ATX Television Festival
HH&S Director Kate Folb moderated a panel titled “Better With Age: Growing Older on TV” at the eighth annual ATX Television Festival on June 9.
Guest speakers included actor Mimi Kennedy, co-star, Mom (CBS); Sarah Thompson, writer, How to Get Away With Murder (ABC); Mike Royce, creator/writer, One Day at a Time (Netflix); and Brent Miller, executive producer, One Day at a Time.
A 2017 collaborative study done by Humana Inc. and the Media, Diversity & Social Change Initiative at the USC Annenberg School for Communication and Journalism found that older characters represented less than 10% of all speaking characters across two samples of popular TV shows that aired from June 1, 2016 to May 31, 2017.
Lately, though, there’s been more than just a touch of gray.
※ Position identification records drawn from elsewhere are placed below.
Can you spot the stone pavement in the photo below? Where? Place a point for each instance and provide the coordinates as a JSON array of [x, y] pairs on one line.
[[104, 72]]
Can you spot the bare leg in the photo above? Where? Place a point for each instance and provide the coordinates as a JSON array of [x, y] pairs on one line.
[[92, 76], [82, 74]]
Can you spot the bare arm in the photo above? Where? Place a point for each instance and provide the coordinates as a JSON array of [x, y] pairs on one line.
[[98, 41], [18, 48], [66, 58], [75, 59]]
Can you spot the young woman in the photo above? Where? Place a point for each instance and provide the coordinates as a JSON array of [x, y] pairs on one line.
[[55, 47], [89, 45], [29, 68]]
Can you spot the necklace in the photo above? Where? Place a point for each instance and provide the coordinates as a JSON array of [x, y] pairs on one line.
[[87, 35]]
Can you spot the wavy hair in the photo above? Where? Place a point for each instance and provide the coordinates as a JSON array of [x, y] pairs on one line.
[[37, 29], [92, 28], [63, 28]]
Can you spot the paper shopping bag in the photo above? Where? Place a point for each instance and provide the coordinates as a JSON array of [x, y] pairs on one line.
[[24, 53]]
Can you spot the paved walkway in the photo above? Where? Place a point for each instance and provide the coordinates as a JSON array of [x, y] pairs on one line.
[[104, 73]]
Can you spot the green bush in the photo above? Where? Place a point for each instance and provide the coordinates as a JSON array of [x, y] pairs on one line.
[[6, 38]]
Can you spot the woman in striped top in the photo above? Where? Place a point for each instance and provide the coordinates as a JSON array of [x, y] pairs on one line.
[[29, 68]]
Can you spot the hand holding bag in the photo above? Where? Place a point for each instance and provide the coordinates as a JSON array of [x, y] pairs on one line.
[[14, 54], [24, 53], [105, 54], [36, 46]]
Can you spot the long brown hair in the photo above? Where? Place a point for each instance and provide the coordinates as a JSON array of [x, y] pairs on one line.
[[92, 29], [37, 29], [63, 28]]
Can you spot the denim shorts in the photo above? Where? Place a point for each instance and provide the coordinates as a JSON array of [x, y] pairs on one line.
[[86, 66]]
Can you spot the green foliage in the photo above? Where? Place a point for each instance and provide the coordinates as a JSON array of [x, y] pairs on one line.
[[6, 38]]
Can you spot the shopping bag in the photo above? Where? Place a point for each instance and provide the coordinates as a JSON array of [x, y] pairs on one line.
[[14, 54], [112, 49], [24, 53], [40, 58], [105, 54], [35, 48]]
Leading the way has been Rita Moreno, 87, who played Lydia Alvarez, the matriarch of a Cuban-American family, for three seasons in the Netflix streaming remake of Norman Lear’s One Day at a Time. After Netflix announced the show’s cancellation in March 2018, viewers faced the loss of their favorite TV abuela, but a widespread fan-based campaign on social media to save the show paid off—the series was rescued by the Pop TV cable channel for a fourth season.
Elsewhere, in shows like Netflix’s The Kominsky Method and Grace and Frankie, and FOX’s The Cool Kids and the reboot of Murphy Brown on CBS (both now cancelled), older actors get to inhabit full characters in lead roles instead of being pushed to the side as some shuffling minor players. Last year, Henry Winkler, 73, won his first Emmy for outstanding supporting actor in the HBO comedy series Barry. And Kennedy, 70, has been a series regular on Mom the past six seasons, playing Marjorie Armstrong, a member of the AA recovery group.
In an episode from season 5 titled “Spaghetti Sauce and a Dumpster Fire,” Kennedy’s character—usually the solid rock as an AA sponsor to others on the show—struggles with being an older woman in a youth-obsessed culture.
“Getting older sucks,” Kennedy’s Marjorie tells the group when it comes time for her to share. “People treat me differently, they don’t engage me in conversation … they assume there’s nothing interesting about me.”
During the discussion, Royce remarked that on TV, audiences are allowed to see a million versions of young people, but depictions of older people have traditionally been relegated to stereotypes.
“The most interesting things [in television] can come from anyone, and it’s sort of ridiculous that it gets cut off at a certain age,” he said.
He added that Moreno carries a large part of the One Day at a Time workload on her shoulders, and “she shines in that role.”
Summing up, he said: “Age really makes no difference. An actor is an actor is an actor.”